1.3 マーケティング戦略はどこから考えるべきか?
この節では、マーケティング戦略をどのような出発点で考慮するべきかについて検討していきたいと考えています。
最初に、質問を一つさせてください。この写真をご覧になってください。女性がマグカップを手にしているのが分かります。さて、このマグカップのブランドを担当していると仮定しましょう。あなたがそのブランドマネージャーだとしたら、…

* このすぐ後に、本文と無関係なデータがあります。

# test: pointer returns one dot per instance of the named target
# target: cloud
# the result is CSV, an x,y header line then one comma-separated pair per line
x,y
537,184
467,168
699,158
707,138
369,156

会社から新しいマグカップの販売に取り組むようにと依頼されたとします。マーケティングの戦略を立てることがあなたの役目となりました。効果的に広告を実施し、このマグカップを市場に打ち出すための戦略をどのように策定すべきか、考えてみましょう。
少し時間をとって考えてみていただければと思います。
マーケティング戦略立案の難しさ
次のステップに移るとしても、このマグカップを市場に出すために何をすればよいのかは、とても複雑な問題だと思います。
どの市場を目指すべきか。どこにマグカップのライバルが存在するのか。広告の必要性はあるのかしら。現在の広告戦略はどうなっているのか。価格設定によっても市場の反応が異なると考えられます。いくらが適切な価格なのでしょうか。マグカップ市場の今後の展望はどうなんだろう。成長しているのか、それとも市場が飽和状態に達して低迷しているのか。マグカップはどんなシチュエーションで使用され、どこで販売すれば効果的なのか。現在、どんな場所で販売されているのでしょう。同業他社の製品はどのような販売チャネルを通じているのでしょうか・・・
それらの点も踏まえて、リサーチを行うために一度リサーチ会社へ問い合わせしてみるのも一つの手です。あるいはご自分で少し学んで本を読むことも良いでしょう。そうすれば、マーケティングには様々な枠組みが存在することに気が付くかもしれません。たとえば「4P」や「3C」、「STP」といった用語を耳にしたことがある人もいることでしょう。
益々混乱してきますよね。
顧客起点の戦略
マーケティング戦略を策定すると言っても、いったいどこから取り掛かるべきなのでしょうか。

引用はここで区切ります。